On September 6, U.S. Secretary of Defense Jim Mattis and U.S. Secretary of State Mike Pompeo will be in New Delhi to start the much-awaited first round of the U.S.-India 2 + 2 talks with their Indian counterparts, Nirmala Sitharaman and Sushma Swaraj. The talks—initially scheduled for January, then reset for May—were again postponed because of “unforeseen” logistical problems on the American side.
The delay has given rise to at least one new issue, which is expected to be on the agenda September 6—namely, sanctions on Iran. In May, U.S. President Donald R. Trump re-imposed all the sanctions on Iran that had been relaxed under the Obama-brokered deal in 2015. Trump also imposed new sanctions, including a ban on buying petroleum and petrochemical products with a number of Iranian oil companies and on doing business with Iran’s ports and shipping sector. These sanctions are due to be enforced from November 4.
That policy decision—and President Trump’s tweet: “Anyone doing business with Iran will NOT be doing business with the United States”—brings the issue to India’s doorstep. Bilateral trade between India and Iran amounted to $12.9 billion in 2016-2017: India imported $10.5 billion worth of goods, mainly crude oil, and exported commodities worth $2.4 billion. Moreover, India has other interests in Iran, in particular a commitment to build the port of Chabahar on the Gulf of Oman. When completed, that port will open up a very useful trade route to Iran, Afghanistan and Central Asia for India.
On May 28, at a press conference in New Delhi, Indian External Affairs Minister Sushma Swaraj said New Delhi’s policy was to honor only United Nations sanctions, not sanctions imposed by individual countries.
In all likelihood, the 2 + 2 will not make this “violation” by India a major issue. On June 28, Reuters cited an unnamed State Department official saying that the United States is “prepared to work” on a case-by-case basis with countries on sanctions issues. And, in that context, India, having wide-ranging relations with the United States, is almost certain to be exempted.
A second irritant in the relationship is the recent decision by President Trump to impose tariffs on imported goods from countries with a balance of trade in their favour. Although Trump’s principal targets seem to be China, the European Union and Canada, India has been nominally affected, as well. Last March, the Trump administration announced it would impose a 25 per cent tariff on steel and a 10 per cent tariff on aluminum imports from India. New Delhi sends only some $1.5 billion worth of steel and aluminum to the United States each year, but it worries that Washington might also increase tariffs on items such as pharmaceuticals, which constitute a larger source of revenue for India.
In response, India has proposed hiking tariffs on a number of American products to recoup trade penalties worth $241 million, according to a World Trade Organization filing. The retaliatory measure is equal in dollar value to the U.S. tariffs on Indian steel and aluminum.

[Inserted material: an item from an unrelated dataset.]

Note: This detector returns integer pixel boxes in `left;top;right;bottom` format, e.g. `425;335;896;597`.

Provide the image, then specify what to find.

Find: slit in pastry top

Another irritant for Washington is the firming up of India’s decision, following years of deliberations, to buy five S-400 Triumf air defence systems from Russia. From available reports, it seems that deal is very close to going through, and some media reports even suggest that the deal will be formally signed when Russian President Vladimir Putin visits India in October for the annual bilateral summit meeting with Indian Prime Minister Narendra Modi.
The S-400 deal not only ignores Washington’s desire that India buy arms from America rather than Russia, but it could constitute a violation of U.S. law. The “Countering America’s Adversaries Through Sanctions Act” (Public Law 115-44) (CAATSA), which President Trump signed into law on August 2, 2017, imposed new sanctions on Iran, Russia and North Korea.

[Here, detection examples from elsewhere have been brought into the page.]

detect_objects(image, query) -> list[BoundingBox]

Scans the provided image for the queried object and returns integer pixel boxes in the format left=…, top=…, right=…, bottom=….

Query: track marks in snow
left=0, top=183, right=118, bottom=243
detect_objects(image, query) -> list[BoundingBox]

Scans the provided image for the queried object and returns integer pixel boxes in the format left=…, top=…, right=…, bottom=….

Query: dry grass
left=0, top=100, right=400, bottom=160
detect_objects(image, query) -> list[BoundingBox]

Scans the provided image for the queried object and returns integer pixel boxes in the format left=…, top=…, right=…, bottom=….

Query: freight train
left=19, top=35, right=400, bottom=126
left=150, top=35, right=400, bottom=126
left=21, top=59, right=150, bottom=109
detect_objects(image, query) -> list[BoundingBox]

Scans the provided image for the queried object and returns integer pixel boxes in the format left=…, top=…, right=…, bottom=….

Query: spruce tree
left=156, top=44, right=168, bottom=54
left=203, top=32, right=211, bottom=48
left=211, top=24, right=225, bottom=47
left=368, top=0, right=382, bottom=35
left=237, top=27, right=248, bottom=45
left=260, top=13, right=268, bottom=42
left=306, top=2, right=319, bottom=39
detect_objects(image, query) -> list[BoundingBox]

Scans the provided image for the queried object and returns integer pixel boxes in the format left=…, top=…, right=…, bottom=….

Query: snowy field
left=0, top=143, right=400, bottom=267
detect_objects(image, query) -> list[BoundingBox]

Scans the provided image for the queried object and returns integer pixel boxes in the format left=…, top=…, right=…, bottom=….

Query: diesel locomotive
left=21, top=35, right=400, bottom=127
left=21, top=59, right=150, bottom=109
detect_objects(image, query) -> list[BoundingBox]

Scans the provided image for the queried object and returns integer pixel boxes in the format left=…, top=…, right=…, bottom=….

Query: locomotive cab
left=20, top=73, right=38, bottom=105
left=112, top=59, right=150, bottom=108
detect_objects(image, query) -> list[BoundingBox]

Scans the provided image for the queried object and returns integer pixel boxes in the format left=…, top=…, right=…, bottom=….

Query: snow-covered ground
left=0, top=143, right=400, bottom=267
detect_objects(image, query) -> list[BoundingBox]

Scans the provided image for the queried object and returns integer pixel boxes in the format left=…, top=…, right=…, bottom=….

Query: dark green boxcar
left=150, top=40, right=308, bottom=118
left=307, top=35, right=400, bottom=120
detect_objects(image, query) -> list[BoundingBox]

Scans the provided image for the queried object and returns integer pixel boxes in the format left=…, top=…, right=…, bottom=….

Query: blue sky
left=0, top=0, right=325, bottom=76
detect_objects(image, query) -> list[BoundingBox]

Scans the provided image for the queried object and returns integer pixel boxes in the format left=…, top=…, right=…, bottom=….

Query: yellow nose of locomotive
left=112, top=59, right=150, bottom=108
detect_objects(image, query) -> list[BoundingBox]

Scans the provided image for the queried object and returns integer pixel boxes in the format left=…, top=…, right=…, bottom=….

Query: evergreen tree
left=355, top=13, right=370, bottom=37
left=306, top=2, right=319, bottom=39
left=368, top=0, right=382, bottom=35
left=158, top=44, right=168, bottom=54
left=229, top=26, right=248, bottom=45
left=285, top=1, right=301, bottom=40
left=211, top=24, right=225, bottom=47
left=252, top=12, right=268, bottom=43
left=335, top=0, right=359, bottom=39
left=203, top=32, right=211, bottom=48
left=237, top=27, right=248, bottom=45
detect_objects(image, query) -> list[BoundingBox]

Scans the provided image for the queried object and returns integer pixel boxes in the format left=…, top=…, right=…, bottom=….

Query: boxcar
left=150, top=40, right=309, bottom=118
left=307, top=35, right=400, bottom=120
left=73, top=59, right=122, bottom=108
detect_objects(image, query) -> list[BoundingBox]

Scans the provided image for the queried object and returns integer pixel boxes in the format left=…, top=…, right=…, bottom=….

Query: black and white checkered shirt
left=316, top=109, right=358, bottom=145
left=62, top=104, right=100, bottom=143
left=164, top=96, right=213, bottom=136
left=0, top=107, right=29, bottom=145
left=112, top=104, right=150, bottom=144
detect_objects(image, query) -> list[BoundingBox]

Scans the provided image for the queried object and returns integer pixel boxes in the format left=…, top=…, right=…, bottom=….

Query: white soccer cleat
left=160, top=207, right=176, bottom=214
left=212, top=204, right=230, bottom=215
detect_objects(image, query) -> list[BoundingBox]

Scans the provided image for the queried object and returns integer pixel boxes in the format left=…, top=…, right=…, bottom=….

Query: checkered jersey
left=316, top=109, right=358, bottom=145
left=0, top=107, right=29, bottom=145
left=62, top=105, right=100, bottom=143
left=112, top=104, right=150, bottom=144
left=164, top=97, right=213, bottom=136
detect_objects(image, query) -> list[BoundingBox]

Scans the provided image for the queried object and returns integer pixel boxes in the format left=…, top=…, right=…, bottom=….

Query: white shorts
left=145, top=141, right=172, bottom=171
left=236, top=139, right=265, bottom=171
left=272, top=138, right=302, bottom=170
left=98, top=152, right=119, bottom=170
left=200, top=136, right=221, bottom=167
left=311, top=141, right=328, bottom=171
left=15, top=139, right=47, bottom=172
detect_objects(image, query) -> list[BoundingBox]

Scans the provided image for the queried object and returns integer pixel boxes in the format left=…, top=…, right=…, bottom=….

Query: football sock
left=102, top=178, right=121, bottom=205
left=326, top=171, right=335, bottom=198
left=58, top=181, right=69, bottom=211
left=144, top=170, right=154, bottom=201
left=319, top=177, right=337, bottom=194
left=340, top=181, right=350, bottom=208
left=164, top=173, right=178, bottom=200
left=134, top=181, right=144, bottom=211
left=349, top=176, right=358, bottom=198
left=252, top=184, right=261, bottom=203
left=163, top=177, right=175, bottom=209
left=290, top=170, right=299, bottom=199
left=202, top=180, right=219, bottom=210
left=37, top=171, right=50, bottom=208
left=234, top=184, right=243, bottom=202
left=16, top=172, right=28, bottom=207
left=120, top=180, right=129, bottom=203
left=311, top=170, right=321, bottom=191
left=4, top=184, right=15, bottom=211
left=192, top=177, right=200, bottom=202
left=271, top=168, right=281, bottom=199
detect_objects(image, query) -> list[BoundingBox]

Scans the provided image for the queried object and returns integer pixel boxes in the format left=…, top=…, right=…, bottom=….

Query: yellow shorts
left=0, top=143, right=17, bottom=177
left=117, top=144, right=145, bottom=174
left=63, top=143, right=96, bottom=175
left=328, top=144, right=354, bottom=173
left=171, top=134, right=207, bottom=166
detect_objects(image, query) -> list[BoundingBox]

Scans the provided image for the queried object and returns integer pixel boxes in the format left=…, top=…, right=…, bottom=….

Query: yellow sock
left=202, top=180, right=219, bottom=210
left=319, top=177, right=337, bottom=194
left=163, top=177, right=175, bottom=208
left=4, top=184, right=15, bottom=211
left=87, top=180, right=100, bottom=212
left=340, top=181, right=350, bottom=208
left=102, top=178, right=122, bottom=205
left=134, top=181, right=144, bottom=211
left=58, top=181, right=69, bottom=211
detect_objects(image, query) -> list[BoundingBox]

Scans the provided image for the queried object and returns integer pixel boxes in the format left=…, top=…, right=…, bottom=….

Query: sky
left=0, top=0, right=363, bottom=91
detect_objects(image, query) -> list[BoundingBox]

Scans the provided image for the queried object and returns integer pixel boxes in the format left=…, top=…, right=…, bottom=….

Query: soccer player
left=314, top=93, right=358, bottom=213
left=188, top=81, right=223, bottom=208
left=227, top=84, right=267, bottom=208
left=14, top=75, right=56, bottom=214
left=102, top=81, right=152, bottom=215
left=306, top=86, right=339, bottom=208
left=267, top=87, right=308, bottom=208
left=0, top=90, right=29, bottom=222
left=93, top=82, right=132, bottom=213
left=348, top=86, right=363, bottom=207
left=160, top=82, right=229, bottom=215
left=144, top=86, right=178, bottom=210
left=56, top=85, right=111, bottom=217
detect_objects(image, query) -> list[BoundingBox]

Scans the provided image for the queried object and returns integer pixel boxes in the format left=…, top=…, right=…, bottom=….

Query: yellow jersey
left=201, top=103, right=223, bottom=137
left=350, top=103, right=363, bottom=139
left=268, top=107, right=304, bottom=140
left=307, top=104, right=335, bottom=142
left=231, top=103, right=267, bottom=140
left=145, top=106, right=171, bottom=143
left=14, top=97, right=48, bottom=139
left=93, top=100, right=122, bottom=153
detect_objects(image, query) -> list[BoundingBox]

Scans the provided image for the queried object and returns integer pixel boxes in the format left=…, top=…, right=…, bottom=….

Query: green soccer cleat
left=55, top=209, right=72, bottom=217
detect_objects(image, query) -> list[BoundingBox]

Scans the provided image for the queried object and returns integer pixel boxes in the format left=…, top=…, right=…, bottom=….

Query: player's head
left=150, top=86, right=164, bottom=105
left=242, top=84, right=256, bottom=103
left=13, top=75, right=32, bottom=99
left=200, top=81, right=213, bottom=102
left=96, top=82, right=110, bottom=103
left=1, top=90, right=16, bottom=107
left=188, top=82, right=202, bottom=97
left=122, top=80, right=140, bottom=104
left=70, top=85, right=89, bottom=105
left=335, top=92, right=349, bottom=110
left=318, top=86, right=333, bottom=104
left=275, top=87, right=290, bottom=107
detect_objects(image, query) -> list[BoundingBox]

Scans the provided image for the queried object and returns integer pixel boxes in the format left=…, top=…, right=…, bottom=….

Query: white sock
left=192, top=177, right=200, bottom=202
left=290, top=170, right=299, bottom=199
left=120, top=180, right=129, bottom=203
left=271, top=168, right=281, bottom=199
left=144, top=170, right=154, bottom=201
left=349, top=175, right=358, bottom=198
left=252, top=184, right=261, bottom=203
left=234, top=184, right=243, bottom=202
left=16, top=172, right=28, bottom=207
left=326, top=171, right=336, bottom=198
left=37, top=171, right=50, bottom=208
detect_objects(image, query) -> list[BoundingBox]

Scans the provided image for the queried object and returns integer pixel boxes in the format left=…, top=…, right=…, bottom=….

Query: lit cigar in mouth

Though the S-400 deal will most likely figure in the talks, it is doubtful that Washington will turn it into a conflict issue. When Principal Deputy Assistant Secretary of State for Political-Military Affairs Tina Kaidanow visited India in June, she never raised the issue.

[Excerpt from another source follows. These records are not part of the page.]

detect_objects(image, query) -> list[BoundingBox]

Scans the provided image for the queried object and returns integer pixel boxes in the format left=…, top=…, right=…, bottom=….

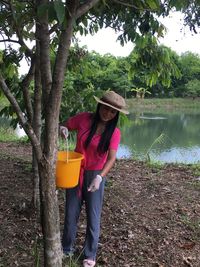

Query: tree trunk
left=32, top=34, right=42, bottom=214
left=39, top=157, right=62, bottom=267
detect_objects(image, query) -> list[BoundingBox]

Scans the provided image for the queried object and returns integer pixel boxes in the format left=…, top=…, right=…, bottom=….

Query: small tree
left=0, top=0, right=198, bottom=267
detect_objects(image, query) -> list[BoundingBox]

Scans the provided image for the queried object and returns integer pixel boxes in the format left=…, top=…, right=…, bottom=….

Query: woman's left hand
left=88, top=174, right=102, bottom=192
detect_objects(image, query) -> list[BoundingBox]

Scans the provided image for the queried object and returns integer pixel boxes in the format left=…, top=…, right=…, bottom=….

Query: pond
left=0, top=111, right=200, bottom=164
left=117, top=111, right=200, bottom=164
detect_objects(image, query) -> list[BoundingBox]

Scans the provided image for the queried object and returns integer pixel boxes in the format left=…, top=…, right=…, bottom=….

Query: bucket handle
left=66, top=137, right=69, bottom=163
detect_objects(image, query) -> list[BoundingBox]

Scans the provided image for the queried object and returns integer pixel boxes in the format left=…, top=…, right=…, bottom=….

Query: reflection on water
left=117, top=112, right=200, bottom=163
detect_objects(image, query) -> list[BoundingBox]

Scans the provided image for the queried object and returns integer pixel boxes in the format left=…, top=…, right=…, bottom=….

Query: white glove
left=88, top=174, right=102, bottom=192
left=60, top=126, right=69, bottom=139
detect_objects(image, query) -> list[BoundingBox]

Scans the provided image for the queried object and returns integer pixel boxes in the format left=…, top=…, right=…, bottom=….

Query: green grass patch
left=0, top=127, right=19, bottom=142
left=127, top=98, right=200, bottom=113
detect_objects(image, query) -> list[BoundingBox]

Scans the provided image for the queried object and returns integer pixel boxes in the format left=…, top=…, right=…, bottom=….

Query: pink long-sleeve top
left=64, top=112, right=121, bottom=170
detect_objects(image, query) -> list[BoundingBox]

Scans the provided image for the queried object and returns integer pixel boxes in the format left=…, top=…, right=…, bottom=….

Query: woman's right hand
left=60, top=126, right=69, bottom=139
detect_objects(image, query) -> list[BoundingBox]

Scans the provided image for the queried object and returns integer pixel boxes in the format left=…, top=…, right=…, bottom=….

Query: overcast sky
left=79, top=12, right=200, bottom=56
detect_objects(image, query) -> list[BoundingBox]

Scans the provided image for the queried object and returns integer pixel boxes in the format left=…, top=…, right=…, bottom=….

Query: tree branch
left=0, top=73, right=42, bottom=160
left=112, top=0, right=159, bottom=11
left=21, top=58, right=35, bottom=123
left=76, top=0, right=99, bottom=18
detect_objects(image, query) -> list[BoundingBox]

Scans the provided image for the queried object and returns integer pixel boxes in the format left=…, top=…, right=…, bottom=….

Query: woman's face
left=99, top=104, right=118, bottom=122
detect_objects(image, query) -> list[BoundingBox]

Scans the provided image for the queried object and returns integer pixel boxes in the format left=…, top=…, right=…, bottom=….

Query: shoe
left=83, top=259, right=96, bottom=267
left=62, top=252, right=74, bottom=260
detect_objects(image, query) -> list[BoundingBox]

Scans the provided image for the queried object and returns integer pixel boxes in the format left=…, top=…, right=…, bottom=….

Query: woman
left=60, top=91, right=128, bottom=267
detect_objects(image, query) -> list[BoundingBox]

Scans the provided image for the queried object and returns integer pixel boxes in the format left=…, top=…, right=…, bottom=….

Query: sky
left=78, top=12, right=200, bottom=57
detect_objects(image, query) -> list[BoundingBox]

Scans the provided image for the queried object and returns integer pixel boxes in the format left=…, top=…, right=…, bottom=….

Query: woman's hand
left=88, top=174, right=102, bottom=192
left=60, top=126, right=69, bottom=139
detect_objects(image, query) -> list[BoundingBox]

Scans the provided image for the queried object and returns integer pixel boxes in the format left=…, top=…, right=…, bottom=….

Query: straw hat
left=94, top=91, right=129, bottom=114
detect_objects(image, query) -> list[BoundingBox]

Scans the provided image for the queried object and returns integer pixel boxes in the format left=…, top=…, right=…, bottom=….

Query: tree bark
left=39, top=157, right=62, bottom=267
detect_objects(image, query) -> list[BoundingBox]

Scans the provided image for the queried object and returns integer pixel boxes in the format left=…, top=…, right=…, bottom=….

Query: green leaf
left=37, top=4, right=48, bottom=18
left=54, top=1, right=65, bottom=24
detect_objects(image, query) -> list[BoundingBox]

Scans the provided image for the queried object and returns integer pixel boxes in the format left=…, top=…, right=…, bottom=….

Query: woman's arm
left=100, top=149, right=117, bottom=177
left=88, top=149, right=117, bottom=192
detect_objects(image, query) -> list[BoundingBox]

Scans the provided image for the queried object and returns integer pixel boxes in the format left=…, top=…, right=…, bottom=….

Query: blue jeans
left=62, top=171, right=105, bottom=260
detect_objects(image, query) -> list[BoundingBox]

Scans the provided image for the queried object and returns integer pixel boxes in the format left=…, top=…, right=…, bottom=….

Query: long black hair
left=85, top=103, right=119, bottom=154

While it is necessary to resolve these irritants, both Washington and New Delhi realize the importance of underplaying their differences given the scope and aims for the relationship. U.S. Ambassador to the United Nations Nikki Haley, who was in India in June, made clear that the talks are a “priority.” In May, Secretary of Defense Jim Mattis spoke at the Honolulu HQ of the U.S. Pacific Command, renaming it the “U.S. Indo-Pacific Command” and stating that “the re-branding is about recognizing the reality of India’s rise and role in regional and global security.” Mattis added, according to Defense One, “The U.S. wants to work with India to help it expand its relationships in the region.”
The clearest signal of Washington’s intent to further consolidate a long-term relationship with India came in early August when the United States granted India Strategic Trade Authorization-1 (STA-1) status, paving the way for high-technology product sales to New Delhi, particularly in civil space and defence sectors. In Asia, only Japan and South Korea, both close defence and economic allies of the United States, have that status.
It is evident that all issues under discussion and all policy projections will be placed on the table on September 6, and it is also likely that there will be sincere efforts by both parties to resolve the apparent incongruities amicably, with the intent to enhance cooperation in the defence and economic sectors.